Enough solar energy strikes the earth in two hours to power the entire world. But in 2015, solar photovoltaics generated only 1 percent of the electricity produced globally.
A new study takes a look at the barriers that need to be overcome for the world to generate terawatts of solar power. Technical, infrastructure, economic, and policy hurdles are keeping solar energy from providing a substantial fraction of global electricity generation, a team led by researchers at the National Renewable Energy Laboratory says in the Science paper.
The PV industry is already on a trajectory to reach at least three terawatts of cumulative PV installations by 2030, according to the authors. Continued technology improvements, falling solar panel prices, and grid integration should bend the curve up to reach 5-10 TW.
Solar power is growing much faster than other renewables. Between 2000 and 2015, PV capacity grew by a factor of 57, while non-hydro renewables grew by a factor of about 9. Yet even the most optimistic forecasts for solar growth such as by the International Energy Agency under-represent the actual sharp uptick in PV deployment over the years.

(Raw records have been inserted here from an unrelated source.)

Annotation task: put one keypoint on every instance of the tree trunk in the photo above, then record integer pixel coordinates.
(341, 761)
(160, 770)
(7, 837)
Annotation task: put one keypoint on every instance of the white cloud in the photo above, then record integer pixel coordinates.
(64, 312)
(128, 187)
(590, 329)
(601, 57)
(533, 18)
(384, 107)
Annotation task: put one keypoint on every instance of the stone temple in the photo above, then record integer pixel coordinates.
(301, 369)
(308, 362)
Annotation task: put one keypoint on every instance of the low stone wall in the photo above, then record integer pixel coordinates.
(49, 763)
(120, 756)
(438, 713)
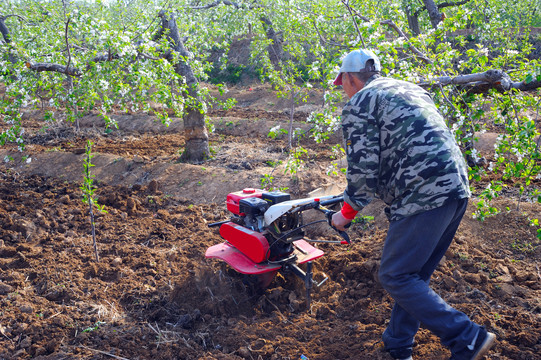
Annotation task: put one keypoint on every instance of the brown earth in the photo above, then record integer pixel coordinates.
(153, 295)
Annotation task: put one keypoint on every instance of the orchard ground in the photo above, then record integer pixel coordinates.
(153, 295)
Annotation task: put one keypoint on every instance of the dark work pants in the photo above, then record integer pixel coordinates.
(413, 249)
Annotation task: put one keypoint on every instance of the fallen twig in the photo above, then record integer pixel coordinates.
(105, 353)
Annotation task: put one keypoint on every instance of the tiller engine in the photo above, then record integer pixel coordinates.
(265, 235)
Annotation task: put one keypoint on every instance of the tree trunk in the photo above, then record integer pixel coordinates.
(413, 21)
(433, 12)
(195, 131)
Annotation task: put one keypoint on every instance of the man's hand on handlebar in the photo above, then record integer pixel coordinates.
(339, 221)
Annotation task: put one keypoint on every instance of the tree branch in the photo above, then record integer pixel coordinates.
(395, 27)
(216, 3)
(497, 79)
(67, 44)
(350, 10)
(39, 67)
(443, 6)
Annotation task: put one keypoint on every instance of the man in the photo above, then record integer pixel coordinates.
(399, 148)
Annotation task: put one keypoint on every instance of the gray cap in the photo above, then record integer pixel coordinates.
(355, 61)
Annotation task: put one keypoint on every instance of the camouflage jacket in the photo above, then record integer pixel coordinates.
(399, 149)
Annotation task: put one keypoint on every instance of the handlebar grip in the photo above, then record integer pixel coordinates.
(343, 234)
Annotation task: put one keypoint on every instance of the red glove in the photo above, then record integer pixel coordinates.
(348, 212)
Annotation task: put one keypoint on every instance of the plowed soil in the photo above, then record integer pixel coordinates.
(153, 295)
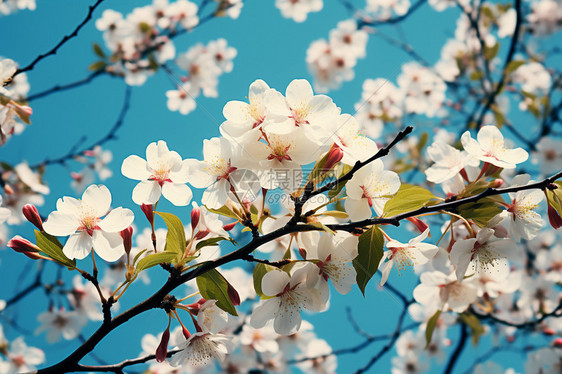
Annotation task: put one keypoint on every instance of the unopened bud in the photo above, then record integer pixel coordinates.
(201, 234)
(148, 212)
(195, 215)
(32, 215)
(229, 226)
(233, 295)
(162, 350)
(335, 154)
(420, 225)
(127, 236)
(553, 217)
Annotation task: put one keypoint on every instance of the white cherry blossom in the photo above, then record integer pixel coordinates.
(490, 147)
(81, 219)
(369, 187)
(163, 173)
(401, 255)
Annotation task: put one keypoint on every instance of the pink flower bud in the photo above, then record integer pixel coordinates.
(201, 234)
(21, 245)
(233, 295)
(229, 226)
(335, 154)
(162, 350)
(420, 225)
(195, 215)
(127, 236)
(148, 212)
(553, 217)
(32, 215)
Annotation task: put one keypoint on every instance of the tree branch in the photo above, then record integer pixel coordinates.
(65, 39)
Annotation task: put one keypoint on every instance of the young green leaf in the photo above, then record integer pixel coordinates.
(213, 286)
(370, 253)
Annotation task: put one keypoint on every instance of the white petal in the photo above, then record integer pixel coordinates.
(177, 193)
(97, 198)
(135, 167)
(147, 192)
(117, 220)
(61, 224)
(109, 246)
(78, 246)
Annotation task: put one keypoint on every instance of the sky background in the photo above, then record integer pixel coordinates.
(269, 47)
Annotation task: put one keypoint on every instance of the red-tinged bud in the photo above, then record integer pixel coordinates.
(233, 295)
(195, 215)
(229, 226)
(162, 350)
(127, 236)
(21, 245)
(186, 333)
(420, 225)
(8, 189)
(496, 183)
(32, 215)
(553, 217)
(335, 154)
(148, 211)
(201, 234)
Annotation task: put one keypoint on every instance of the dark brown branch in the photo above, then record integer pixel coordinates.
(458, 350)
(65, 39)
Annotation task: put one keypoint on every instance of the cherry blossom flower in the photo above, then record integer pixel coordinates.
(289, 295)
(59, 322)
(369, 187)
(485, 252)
(298, 9)
(81, 219)
(448, 162)
(201, 348)
(441, 291)
(490, 147)
(401, 255)
(335, 261)
(301, 108)
(163, 173)
(241, 117)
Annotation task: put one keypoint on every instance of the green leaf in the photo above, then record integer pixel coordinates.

For a more data-driven estimation, the researchers extrapolated the historical experience curve. The premise of this curve is that the more experience an industry has in producing solar modules, the lower the costs get. The researchers found that based on the current trajectory, the deployment of 8 terawatts of solar PV will result in a module cost of around $0.25 per watt.
The team also analyzed what would bring down the so-called levelized cost of electricity, which is the price of a kWh of electricity over the lifetime of solar energy system. Lowering module prices, and increasing efficiency and reliability should all bring down this cost to $0.03/kWh, they found. Using advanced materials other than silicon—cadmium telluride and perovskites—to make solar panels could help to increase efficiency and bring down cost.
Terawatt-scale PV will require flexible grids, the researchers say. Technologies that can shift load to times when there is excess electricity from renewables, interconnected transmission, and better solar forecasting tools will all help. The paper’s authors are also optimistic about battery storage, which they predict will cost $0.025/kWh by 2030.
Other challenges to overcome to reach 5-10TW by 2030? Increasing the overall demand for electricity by increasing the electrification of transportation and heating and cooling; and advances in all forms of solar conversion from solar fuels to desalination.
“Meeting these challenges will enable a viable trajectory for solar energy to provide a substantial fraction of the world’s energy needs,” the team writes. “The realization of this vision is both more urgent than ever and within our grasp.”